Ray Huang, director of the investment department at CB Richard Ellis' Beijing office, said China's tax system is discouraging property funds to buy developments for rental incomes.

 

If they buy and rent properties, property funds have to pay property transaction tax, retail tax, income tax and property leasing tax while property owners need to only pay the property transaction tax. The system encourages people to sell properties instead of buying them for rental income, Huang said.

 

Most international property funds do not develop buildings themselves. They mainly buy finished properties from developers to enjoy long-term rental revenue.

 

But Chinese real estate developers mainly need money to support the initial stage of their developments. In this period, they are the most thirsty for money, Liu said.

 

For some funds who would infuse their money into ongoing projects launched by capital-thirst developers, they often find their charge of return unacceptable by domestic developers.

 

"They charge more than 20 percent of returns.

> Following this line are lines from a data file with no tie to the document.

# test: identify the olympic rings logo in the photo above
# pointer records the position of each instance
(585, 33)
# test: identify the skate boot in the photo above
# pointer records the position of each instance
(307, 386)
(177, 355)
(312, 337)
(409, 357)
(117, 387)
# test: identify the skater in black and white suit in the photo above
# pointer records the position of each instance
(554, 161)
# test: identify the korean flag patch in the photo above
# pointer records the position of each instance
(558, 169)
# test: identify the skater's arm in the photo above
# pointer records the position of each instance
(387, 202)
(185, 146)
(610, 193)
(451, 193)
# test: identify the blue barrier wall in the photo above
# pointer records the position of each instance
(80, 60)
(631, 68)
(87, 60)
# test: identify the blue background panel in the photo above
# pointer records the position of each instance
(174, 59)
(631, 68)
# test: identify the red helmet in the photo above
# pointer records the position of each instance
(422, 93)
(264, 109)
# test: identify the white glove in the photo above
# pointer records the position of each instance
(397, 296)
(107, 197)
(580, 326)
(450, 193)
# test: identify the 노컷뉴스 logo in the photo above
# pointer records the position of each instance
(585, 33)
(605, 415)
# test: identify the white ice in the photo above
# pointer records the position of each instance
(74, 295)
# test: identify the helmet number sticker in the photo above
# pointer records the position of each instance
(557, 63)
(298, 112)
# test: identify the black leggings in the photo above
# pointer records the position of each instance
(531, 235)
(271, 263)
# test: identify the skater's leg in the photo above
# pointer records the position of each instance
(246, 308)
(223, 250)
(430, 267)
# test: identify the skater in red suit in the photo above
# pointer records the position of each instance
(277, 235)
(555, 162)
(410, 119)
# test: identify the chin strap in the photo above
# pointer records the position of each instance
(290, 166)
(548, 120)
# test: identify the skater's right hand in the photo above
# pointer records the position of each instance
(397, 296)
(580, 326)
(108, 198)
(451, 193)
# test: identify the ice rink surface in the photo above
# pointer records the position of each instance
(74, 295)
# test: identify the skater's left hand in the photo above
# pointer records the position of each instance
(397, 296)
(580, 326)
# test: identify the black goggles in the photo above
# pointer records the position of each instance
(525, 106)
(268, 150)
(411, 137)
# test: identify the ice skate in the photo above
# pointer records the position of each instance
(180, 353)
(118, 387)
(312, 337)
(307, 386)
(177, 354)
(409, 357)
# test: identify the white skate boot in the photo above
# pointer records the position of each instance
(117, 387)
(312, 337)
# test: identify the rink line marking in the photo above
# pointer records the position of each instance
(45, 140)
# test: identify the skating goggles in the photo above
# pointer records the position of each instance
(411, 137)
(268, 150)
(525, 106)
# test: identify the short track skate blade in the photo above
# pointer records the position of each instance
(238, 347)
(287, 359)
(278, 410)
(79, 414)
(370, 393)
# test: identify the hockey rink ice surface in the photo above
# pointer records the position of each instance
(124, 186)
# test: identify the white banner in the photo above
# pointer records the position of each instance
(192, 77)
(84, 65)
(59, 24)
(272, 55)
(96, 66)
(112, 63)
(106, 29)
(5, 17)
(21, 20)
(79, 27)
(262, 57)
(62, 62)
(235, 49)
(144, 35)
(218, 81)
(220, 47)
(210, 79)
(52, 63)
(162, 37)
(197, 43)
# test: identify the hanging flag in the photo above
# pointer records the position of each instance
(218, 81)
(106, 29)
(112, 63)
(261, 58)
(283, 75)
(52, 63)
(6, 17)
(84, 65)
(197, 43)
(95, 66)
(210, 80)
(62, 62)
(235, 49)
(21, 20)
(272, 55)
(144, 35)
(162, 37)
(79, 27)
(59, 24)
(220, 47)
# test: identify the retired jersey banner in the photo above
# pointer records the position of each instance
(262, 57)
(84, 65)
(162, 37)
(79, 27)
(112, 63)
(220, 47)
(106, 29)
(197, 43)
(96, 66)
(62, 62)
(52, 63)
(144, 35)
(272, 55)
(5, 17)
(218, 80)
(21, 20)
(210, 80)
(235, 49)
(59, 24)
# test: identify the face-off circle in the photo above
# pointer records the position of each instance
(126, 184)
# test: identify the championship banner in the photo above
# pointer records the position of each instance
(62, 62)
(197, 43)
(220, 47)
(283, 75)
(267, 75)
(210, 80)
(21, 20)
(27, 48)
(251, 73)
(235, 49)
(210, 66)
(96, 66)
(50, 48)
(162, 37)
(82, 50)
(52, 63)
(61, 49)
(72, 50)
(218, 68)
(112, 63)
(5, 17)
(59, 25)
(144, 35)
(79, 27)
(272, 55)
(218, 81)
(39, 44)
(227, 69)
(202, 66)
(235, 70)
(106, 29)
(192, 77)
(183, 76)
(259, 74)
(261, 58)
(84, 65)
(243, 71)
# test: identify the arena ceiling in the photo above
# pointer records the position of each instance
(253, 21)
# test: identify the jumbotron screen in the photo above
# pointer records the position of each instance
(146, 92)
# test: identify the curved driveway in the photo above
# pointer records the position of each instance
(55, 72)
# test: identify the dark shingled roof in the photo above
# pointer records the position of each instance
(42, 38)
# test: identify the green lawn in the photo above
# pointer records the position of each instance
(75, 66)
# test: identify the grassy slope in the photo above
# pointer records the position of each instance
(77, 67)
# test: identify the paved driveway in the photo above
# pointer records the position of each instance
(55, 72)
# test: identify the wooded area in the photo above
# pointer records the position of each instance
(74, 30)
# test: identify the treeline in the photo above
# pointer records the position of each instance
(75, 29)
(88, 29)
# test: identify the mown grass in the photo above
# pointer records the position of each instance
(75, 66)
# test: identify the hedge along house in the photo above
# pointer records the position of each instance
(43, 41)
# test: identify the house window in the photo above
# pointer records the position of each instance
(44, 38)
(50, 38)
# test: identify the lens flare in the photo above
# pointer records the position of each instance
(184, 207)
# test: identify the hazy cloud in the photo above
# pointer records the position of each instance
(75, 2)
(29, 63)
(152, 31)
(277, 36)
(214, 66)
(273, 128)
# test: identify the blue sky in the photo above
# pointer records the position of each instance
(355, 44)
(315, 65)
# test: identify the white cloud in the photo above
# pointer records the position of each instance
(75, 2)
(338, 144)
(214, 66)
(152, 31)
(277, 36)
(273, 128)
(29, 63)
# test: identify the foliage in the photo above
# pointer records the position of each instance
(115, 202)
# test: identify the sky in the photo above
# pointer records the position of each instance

It seems that China's real estate developers still make huge profits but the reality is the sector can only enjoy a little more than an average profit," Liu said.

 

Solutions ahead?

 

In the current situation, the rational choice for international property funds are tentative moves in trial bases, Watt said.

 

He recommends property funds diversify their global investment portfolio by gradually increasing their investments in the Chinese mainland.

 

Watt suggests US and European fund managers follow their Asian counterparts who have adopted more flexible policies.

 

Johnson thinks the present development of property funds in China is quite normal.

 

"It took more than 20 years for REITs to become mature in the US market. Another 10 years had been spent for REITs to play adeptly in Japan and Australia. So a long period is also needed in China," Johnson said.

 

For Chinese developers, trying to develop high-quality buildings and hiring professional property management teams are their best strategies to attract property funds, he added.

 

While it is very difficult to revise China's laws and tax policies in the short term to smooth the entry of international property funds, Huang of CB Richard Ellis suggested foreign fund managers snatch a bigger Chinese pie by buying non-performing assets -- many of which are nearly finished developments -- from China's asset management firms.

 

To speed up the processing of non-performing assets of China's State-owned commercial banks, the Chinese Government has released a series of beneficial policies.

 

These policies can help international property funds enter the Chinese market with low costs, Huang said.